Interior has better technology than Pegasus to intercept communications

Years ago, a source from the Spanish intelligence service told ABC: "If citizens knew what we can do with any mobile, no matter how sophisticated it may seem, they would throw it away".

Interior has better technology than Pegasus to intercept communications

Years ago, a source from the Spanish intelligence service told ABC: "If citizens knew what we can do with any mobile, no matter how sophisticated it may seem, they would throw it away"... The reflection is relevant in a few moments in which Paz Esteban, the former director of the National Intelligence Center (CNI), has lost her job because of the espionage carried out through mobile terminals: the one carried out on the leaders of secessionism and the one suffered by the Prime Minister , Pedro Sánchez, and the Ministers of Defence, Margarita Robles, and of the Interior, Fernando Grande-Marlaska.

In any case, between the use of this type of tools by the intelligence service and the State Security Forces –therefore, Mossos d'Esquadra and Ertzaintza as well– there is a coincidence; both have to request judicial authorization to do so, but there is a substantial difference: the former transfer the results of this intervention of communications to the Government, while the latter report them to the judicial authority that has authorized the wiretapping, so that they can be used as evidence in criminal proceedings.

Taking advantage of the controversy opened by the Pegasus case, nationalists and populists, all of them partners to a greater or lesser extent with the Government, have cast doubts not only on the legality of the actions of the intelligence services, never proven, but also on the interventions of communications made by the Police and the Civil Guard, who work under the orders of the Ministry of the Interior. Of course, they have not cast the same suspicions on the Mossos d'Equadra and the Ertzaintza, which naturally also use this investigation technique under the same conditions as the first two police forces mentioned. The only difference between them is the type of technology that each one has.

At this point, according to State security sources consulted by ABC, there is a finding: the Police and the Civil Guard are at the forefront of communications intervention systems, the Mossos have just acquired state-of-the-art technology that places them practically at the same level and the Ertzaintza is, for now, one step behind all of them. "However, the situation is changing, because new technological solutions come onto the market every day and it is essential to make the necessary investments so as not to become outdated."

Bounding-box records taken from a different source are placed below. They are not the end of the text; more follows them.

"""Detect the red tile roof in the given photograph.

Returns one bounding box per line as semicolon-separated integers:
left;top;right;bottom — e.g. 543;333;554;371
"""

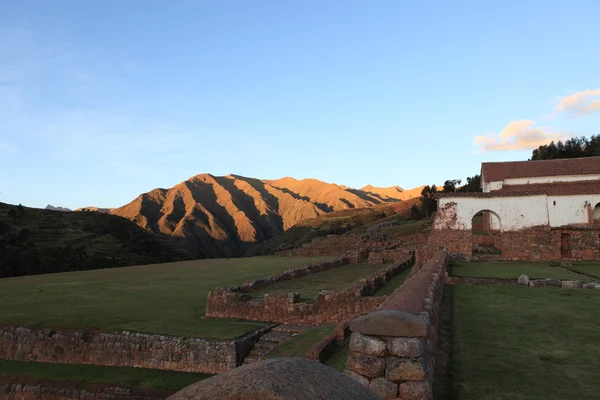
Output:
500;180;600;196
481;157;600;182
436;190;546;199
438;180;600;198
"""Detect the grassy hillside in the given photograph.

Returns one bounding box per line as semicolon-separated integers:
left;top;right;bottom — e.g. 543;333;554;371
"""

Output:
247;198;430;255
0;257;331;339
0;203;191;277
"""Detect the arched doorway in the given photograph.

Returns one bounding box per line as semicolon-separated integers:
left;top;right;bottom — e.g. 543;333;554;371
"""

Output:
471;210;502;255
471;210;502;235
592;203;600;226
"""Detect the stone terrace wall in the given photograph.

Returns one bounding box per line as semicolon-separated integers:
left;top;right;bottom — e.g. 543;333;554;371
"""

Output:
502;227;600;260
206;259;411;325
369;249;413;264
471;233;502;250
428;226;600;262
0;327;270;374
276;235;365;257
276;234;427;257
0;382;168;400
346;251;447;400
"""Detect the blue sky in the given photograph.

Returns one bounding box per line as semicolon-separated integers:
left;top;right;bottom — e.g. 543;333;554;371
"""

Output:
0;0;600;208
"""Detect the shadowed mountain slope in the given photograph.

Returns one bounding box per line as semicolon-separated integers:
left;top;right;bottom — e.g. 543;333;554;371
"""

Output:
0;203;192;278
360;185;425;200
111;174;414;257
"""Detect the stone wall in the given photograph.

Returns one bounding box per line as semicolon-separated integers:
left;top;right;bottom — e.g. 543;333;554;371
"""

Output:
238;255;346;290
0;327;270;374
471;233;502;250
427;229;473;254
206;258;412;325
276;234;427;257
424;226;600;263
277;235;365;257
369;248;413;264
346;251;447;400
0;379;166;400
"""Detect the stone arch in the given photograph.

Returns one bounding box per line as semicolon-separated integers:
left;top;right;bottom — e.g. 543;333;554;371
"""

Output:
588;202;600;225
471;208;502;234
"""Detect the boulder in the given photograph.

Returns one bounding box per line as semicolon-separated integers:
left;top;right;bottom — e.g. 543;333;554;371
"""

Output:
350;332;386;356
167;357;381;400
513;275;529;286
560;260;573;268
562;281;582;289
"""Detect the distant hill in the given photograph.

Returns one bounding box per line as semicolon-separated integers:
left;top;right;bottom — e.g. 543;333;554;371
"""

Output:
246;198;425;256
45;204;71;211
111;174;420;257
75;207;112;214
0;203;192;277
361;185;425;200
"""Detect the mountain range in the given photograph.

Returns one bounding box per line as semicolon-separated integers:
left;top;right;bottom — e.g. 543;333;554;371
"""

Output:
103;174;421;257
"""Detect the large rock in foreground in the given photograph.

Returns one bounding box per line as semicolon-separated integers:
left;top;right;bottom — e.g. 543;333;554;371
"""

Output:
167;357;381;400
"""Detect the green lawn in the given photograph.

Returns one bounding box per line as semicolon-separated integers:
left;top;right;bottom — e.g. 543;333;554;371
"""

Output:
451;261;584;280
267;326;332;358
569;261;600;279
0;360;210;391
0;257;331;339
370;267;411;296
252;263;389;300
449;285;600;400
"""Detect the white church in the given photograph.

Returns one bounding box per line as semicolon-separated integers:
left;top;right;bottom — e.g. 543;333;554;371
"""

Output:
434;157;600;232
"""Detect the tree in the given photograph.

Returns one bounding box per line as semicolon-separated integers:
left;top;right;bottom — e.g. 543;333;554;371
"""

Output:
420;185;437;217
444;179;462;193
410;204;423;219
531;135;600;160
456;174;481;193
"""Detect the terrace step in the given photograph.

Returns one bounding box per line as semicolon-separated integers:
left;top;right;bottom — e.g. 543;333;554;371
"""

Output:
260;331;296;344
254;340;281;352
244;324;314;365
271;324;315;333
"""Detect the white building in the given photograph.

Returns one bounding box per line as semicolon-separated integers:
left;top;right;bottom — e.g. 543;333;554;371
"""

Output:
434;157;600;232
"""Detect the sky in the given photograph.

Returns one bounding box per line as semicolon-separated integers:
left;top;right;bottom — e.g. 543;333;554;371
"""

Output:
0;0;600;208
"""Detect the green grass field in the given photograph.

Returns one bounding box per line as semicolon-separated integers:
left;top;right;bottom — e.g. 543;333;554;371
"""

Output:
370;267;411;296
449;285;600;400
450;261;585;280
251;263;389;300
569;261;600;280
0;360;210;391
267;326;332;358
0;257;331;339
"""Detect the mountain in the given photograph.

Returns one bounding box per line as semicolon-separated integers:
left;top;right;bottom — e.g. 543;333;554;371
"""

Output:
111;174;412;257
0;203;192;278
75;207;112;214
360;185;425;200
44;204;71;211
244;198;424;256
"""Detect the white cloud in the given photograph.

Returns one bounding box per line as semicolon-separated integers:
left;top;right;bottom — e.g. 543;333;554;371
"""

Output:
555;89;600;117
473;120;570;153
0;142;16;154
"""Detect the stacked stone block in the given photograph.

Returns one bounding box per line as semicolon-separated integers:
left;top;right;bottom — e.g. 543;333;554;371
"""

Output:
206;258;411;325
0;327;270;374
346;252;447;400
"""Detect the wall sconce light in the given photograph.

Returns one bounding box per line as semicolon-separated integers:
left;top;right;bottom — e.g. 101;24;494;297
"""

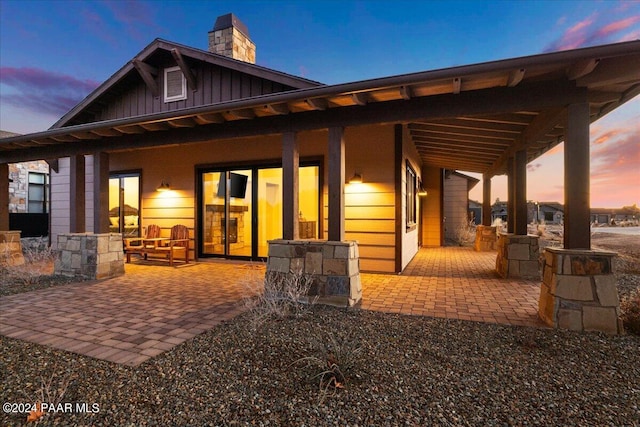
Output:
156;178;171;191
349;172;362;184
418;180;427;197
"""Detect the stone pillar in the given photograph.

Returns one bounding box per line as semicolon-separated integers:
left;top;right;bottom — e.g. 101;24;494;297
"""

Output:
265;240;362;307
538;248;623;334
0;231;24;266
54;233;124;280
473;225;498;252
496;233;540;280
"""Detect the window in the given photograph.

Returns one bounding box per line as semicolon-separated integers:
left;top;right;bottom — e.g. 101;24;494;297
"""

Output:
27;172;48;213
164;67;187;102
406;161;418;231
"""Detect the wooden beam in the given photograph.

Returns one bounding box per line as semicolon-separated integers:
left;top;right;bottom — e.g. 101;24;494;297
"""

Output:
351;92;369;105
0;163;9;231
398;86;411;101
282;132;300;240
167;117;197;128
171;48;198;92
93;152;109;233
132;59;160;97
194;113;225;125
453;77;462;95
69;154;87;233
567;58;600;80
226;108;256;120
264;102;291;114
507;68;526;87
564;102;591;249
328;127;345;242
304;98;329;111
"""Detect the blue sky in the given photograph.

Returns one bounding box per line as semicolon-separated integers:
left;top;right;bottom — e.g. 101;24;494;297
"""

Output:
0;0;640;207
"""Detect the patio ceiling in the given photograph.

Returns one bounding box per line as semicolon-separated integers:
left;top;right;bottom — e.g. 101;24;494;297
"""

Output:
0;41;640;176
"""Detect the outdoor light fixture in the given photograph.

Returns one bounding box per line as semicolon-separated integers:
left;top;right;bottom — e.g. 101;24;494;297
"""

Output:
156;179;171;191
349;172;362;184
418;180;427;197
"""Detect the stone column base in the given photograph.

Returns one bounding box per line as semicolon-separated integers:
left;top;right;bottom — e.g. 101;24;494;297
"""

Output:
538;248;623;334
496;233;540;280
473;225;498;252
266;240;362;307
0;231;24;266
54;233;124;280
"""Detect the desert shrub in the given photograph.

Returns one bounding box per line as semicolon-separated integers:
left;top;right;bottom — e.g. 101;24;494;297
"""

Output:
244;272;318;327
620;289;640;335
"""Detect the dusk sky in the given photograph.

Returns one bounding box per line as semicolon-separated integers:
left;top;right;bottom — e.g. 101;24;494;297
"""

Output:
0;0;640;207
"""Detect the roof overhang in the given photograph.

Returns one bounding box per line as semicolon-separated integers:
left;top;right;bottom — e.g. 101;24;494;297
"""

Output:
0;41;640;177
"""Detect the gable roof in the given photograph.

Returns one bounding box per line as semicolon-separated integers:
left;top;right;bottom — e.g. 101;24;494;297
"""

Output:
51;38;322;129
0;41;640;177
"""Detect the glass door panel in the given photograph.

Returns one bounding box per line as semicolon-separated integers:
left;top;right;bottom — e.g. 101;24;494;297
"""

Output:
202;170;252;257
109;174;140;237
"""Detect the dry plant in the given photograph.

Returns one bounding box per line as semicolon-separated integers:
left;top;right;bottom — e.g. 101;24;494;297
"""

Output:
291;334;362;404
243;270;318;328
0;242;56;286
620;289;640;335
23;372;71;424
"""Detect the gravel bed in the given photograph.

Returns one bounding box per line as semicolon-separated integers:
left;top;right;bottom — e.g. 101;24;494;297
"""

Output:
0;306;640;426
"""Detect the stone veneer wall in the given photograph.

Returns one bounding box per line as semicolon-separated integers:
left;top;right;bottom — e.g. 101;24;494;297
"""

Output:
0;231;24;265
473;225;498;252
496;233;540;279
265;240;362;306
538;248;623;334
54;233;124;279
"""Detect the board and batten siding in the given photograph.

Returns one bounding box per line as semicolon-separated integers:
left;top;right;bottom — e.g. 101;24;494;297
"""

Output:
95;63;294;121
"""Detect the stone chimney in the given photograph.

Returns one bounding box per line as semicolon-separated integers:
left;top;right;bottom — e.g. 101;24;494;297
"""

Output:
209;13;256;64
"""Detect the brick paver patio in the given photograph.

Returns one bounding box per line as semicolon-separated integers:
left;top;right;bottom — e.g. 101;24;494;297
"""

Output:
0;247;542;366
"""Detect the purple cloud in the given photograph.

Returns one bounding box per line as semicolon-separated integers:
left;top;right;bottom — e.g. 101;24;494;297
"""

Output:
0;67;100;116
544;8;640;52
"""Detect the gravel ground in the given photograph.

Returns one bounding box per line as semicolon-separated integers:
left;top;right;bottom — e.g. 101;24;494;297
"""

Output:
0;239;640;426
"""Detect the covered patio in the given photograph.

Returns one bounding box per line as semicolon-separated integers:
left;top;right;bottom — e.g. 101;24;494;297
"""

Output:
0;247;542;366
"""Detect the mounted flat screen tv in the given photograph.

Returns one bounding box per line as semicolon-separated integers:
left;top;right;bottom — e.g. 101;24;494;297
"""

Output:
217;172;249;199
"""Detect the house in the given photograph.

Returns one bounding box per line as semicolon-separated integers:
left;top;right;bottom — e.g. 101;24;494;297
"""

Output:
0;130;49;237
443;170;480;240
0;14;640;278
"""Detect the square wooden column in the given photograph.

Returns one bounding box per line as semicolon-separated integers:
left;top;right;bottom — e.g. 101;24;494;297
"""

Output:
328;127;345;242
69;154;87;233
282;132;300;240
509;150;527;236
0;163;9;231
507;157;516;233
482;175;491;225
564;102;591;249
93;152;109;233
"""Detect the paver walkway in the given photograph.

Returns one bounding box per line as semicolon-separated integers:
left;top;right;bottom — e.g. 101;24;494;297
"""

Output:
0;248;542;366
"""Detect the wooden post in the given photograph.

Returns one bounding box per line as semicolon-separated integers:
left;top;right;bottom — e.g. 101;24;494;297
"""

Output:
564;102;591;249
328;127;345;242
482;175;491;226
0;163;9;231
93;152;109;233
69;154;87;233
507;157;516;233
282;132;300;240
509;150;527;236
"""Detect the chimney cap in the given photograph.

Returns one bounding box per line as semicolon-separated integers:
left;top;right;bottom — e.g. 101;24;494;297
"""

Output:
212;13;249;37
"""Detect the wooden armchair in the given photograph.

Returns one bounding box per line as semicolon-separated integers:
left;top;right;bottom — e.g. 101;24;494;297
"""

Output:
153;224;189;267
123;224;160;263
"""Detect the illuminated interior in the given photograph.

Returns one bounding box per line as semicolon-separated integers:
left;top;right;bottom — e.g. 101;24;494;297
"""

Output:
201;166;319;258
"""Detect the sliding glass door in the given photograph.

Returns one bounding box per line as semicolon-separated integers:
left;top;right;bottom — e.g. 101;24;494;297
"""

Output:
199;165;320;259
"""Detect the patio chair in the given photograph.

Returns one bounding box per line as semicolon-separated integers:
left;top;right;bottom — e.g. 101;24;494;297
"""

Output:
153;224;189;267
123;224;160;263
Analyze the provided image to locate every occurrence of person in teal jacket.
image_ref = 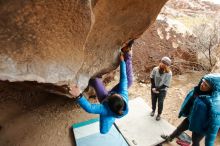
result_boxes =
[161,73,220,146]
[70,40,134,134]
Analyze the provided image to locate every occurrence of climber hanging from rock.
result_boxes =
[70,40,134,134]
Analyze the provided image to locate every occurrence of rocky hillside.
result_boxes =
[133,0,220,82]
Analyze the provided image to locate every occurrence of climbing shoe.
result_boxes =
[150,111,154,117]
[161,134,173,142]
[156,115,161,121]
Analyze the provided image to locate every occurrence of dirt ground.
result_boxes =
[0,72,220,146]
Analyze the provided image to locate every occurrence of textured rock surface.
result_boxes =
[0,0,167,88]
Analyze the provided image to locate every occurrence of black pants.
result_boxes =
[170,118,204,146]
[151,90,167,115]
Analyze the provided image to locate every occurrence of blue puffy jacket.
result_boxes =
[179,73,220,146]
[78,61,128,134]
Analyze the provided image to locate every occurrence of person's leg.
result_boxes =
[124,52,133,88]
[151,90,157,116]
[192,132,204,146]
[158,91,167,116]
[89,78,108,103]
[169,118,189,140]
[110,52,133,92]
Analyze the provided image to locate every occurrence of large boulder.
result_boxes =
[0,0,167,89]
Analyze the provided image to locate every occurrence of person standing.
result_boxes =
[150,57,172,121]
[161,73,220,146]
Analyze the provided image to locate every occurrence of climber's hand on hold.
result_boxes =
[70,85,80,98]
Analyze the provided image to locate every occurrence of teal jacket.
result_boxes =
[179,73,220,146]
[78,61,128,134]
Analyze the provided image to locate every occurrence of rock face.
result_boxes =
[0,0,167,89]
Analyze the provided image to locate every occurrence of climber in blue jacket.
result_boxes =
[161,73,220,146]
[70,40,134,134]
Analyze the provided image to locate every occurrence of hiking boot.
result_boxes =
[156,115,161,121]
[150,111,155,117]
[160,134,173,142]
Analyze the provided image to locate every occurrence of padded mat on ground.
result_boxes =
[72,119,128,146]
[116,98,175,146]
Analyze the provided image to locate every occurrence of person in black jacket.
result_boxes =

"In order to be effective, it is absolutely necessary to evolve at the same rate as communications technologies," add the same sources, who specify that "for this, the corresponding purchases of the technological solutions provided by the market are made." "By the way," these media add, "those purchases are public."

Contrary to what might be supposed, at the moment the technology available to the Ministry of the Interior in this matter is one step ahead of the famous Pegasus, which is already a few years old. These communications intervention systems have the capacity, like the one already mentioned, to activate the voice systems and the camera of the intervened devices. However, at least until now they are not activated to do this type of operations, so they are not used for those missions. A different matter is that one day a judge, in a specific matter that he considers especially serious, may request that this capacity be activated in a timely manner. But at least for now neither the Police nor the Civil Guard use these functions of the tool.

"Pegasus was a breakthrough at the time, but it's already outdated. At first it needed a click from the user to be activated – to open an email, for example – but later it was achieved that it was not even necessary for the affected person to do anything.

In any case, the key word in a matter as delicate as this is legality; that is to say, that the intervention is adjusted to the law, that it is ordered by the corresponding judicial authority and that neither the Police nor the Civil Guard have the possibility of using this technology in a spurious way, without accounting for their action and without leaving a trace. her.

At this point there is a key system: Sitel, so reviled in its day –there were politicians who claimed that it was implemented to be able to spy on the adversary with absolute impunity– and that has been revealed as the best guarantee that there is no room for irregularities. In addition, it has another advantage: it is not 'hackable', or at least nobody has been able to do it so far.

State security sources consulted by ABC explain that Sitel is a large container of technological solutions, a "closet containing the different programs used in communications intervention." The advantage is that for it to be used, a code is needed that the judge in charge of the matter has to give, with which not only who has given the order is recorded, but it also refers to the specific judicial resolution, in which the motivation and the duration of the intervention.

There is another element that gives guarantees: the information obtained cannot be divided, which is transferred in its entirety to the judge and it is the judge who decides what is kept and what is destroyed depending on whether or not it is relevant to the investigation. “It is true that there are technological solutions on the market that allow communications to be intercepted outside of Sitel, but they are not capable of recording them. Obviously there are actors who use them outside the law, but it is already a criminal activity.

The most worrying of all, the sources explain, is that the open debate conveys to the citizen the feeling that in Spain the CNI or the Security Forces can arbitrarily spy on them, which is not true.